Nel cuore dell’area archeologica del Foro di Nerva, la Torre dei Conti era da secoli una sentinella di pietra. Costruita verso l’858 da Pietro dei Conti di Anagni sui resti del Tempio della Pace e ampliata nel 1203 da papa Innocenzo III per la nobile famiglia dei Conti di Segni, la torre medievale raggiungeva originariamente una altezza di cinquanta‑sessanta metri. Rivestita di travertino e arricchita da decorazioni, fu più volte mutilata dai terremoti del XIV e XVII secolo e venne rinforzata dai pontefici con due possenti contrafforti. Nel Cinquecento perse il rivestimento lapideo, riutilizzato per la costruzione di Porta Pia, e all’inizio del XX secolo fu isolata dal tessuto urbano durante gli sventramenti per via Cavour e via dei Fori Imperiali. Con i suoi 29 metri attuali, è uno dei pochi esempi di case‑torri sopravvissuti nel centro storico. Per decenni, la torre ha ospitato archivi e uffici; dal 2006, dopo lo sgombero dei locali, rimaneva inagibile e priva di manutenzione.

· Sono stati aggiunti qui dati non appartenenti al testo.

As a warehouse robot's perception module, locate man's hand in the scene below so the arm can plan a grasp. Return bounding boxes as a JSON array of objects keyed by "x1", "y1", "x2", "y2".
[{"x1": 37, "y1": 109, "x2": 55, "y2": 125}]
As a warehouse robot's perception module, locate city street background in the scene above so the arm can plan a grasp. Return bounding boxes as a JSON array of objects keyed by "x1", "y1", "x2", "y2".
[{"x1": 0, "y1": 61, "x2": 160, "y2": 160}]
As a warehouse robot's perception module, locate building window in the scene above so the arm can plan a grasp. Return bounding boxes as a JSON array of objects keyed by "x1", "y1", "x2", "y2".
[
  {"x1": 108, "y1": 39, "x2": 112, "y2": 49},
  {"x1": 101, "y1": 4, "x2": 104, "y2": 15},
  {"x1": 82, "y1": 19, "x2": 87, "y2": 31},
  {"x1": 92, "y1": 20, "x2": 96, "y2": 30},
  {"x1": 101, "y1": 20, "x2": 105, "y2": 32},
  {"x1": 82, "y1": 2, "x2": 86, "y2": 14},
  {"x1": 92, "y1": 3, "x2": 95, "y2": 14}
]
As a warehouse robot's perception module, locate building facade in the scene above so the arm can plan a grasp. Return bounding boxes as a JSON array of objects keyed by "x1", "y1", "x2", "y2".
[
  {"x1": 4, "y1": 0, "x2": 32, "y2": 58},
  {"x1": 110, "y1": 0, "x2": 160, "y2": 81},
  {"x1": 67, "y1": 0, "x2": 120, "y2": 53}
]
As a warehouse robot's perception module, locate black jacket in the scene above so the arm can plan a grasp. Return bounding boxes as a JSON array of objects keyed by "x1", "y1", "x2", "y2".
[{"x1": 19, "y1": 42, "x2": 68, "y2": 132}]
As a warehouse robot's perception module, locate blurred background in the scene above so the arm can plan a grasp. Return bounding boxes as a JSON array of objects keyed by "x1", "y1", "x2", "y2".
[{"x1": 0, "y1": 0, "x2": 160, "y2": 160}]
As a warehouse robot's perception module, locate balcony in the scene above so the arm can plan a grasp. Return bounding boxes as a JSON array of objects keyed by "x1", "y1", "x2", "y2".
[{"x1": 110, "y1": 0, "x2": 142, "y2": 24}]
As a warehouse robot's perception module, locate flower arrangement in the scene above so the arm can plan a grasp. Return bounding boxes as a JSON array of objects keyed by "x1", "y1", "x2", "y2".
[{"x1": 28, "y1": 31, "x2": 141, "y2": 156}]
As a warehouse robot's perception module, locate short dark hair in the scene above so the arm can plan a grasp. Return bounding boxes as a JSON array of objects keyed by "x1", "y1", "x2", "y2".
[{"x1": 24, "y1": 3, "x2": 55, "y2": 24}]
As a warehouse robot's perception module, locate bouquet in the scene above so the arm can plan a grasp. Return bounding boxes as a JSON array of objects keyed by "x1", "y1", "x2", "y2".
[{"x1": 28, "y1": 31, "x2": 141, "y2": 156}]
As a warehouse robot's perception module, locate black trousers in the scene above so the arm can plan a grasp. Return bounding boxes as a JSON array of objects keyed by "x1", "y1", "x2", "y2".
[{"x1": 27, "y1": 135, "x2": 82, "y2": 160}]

Il progetto di restauro finanziato dal PNRR
Negli ultimi anni la Torre dei Conti era al centro di un importante intervento di recupero inserito nel programma “Caput Mundi” del Piano Nazionale di Ripresa e Resilienza. Il progetto, del valore di circa 6,9 milioni di euro, prevedeva la messa in sicurezza strutturale, la sostituzione degli impianti, l’installazione di un nuovo ascensore, la realizzazione di spazi museali, una sala conferenze e un centro servizi per l’area archeologica. Il primo lotto di lavori, del valore di circa 400 mila euro, avviato nel giugno 2023, comprendeva la bonifica dall’amianto e altre opere propedeutiche. Prima di aprire il cantiere erano state eseguite prove di carico, carotaggi e controlli statici che avevano giudicato la struttura idonea a sopportare l’intervento. L’intera opera avrebbe dovuto concludersi entro il 30 giugno 2026.

Il giorno del crollo e le fasi dell’emergenza
La mattina di lunedì 3 novembre 2025 si è consumata la tragedia. Intorno alle 11.20, mentre nove operai erano al lavoro nel cantiere, si è verificato un cedimento del contrafforte centrale sul lato sud della torre. Il crollo ha trascinato con sé parte del basamento, alcuni solai interni e la scala; la nuvola di polvere ha invaso largo Corrado Ricci. Quattro lavoratori sono riusciti a mettersi in salvo. Un secondo collasso, avvenuto verso le 13.00, ha complicato l’accesso ai soccorritori. Sul posto sono intervenuti più di cento vigili del fuoco con squadre Usar (Urban Search and Rescue), gru e dispositivi acustici per localizzare i dispersi. Uno dei pompieri ha riportato un’irritazione oculare a causa della polvere.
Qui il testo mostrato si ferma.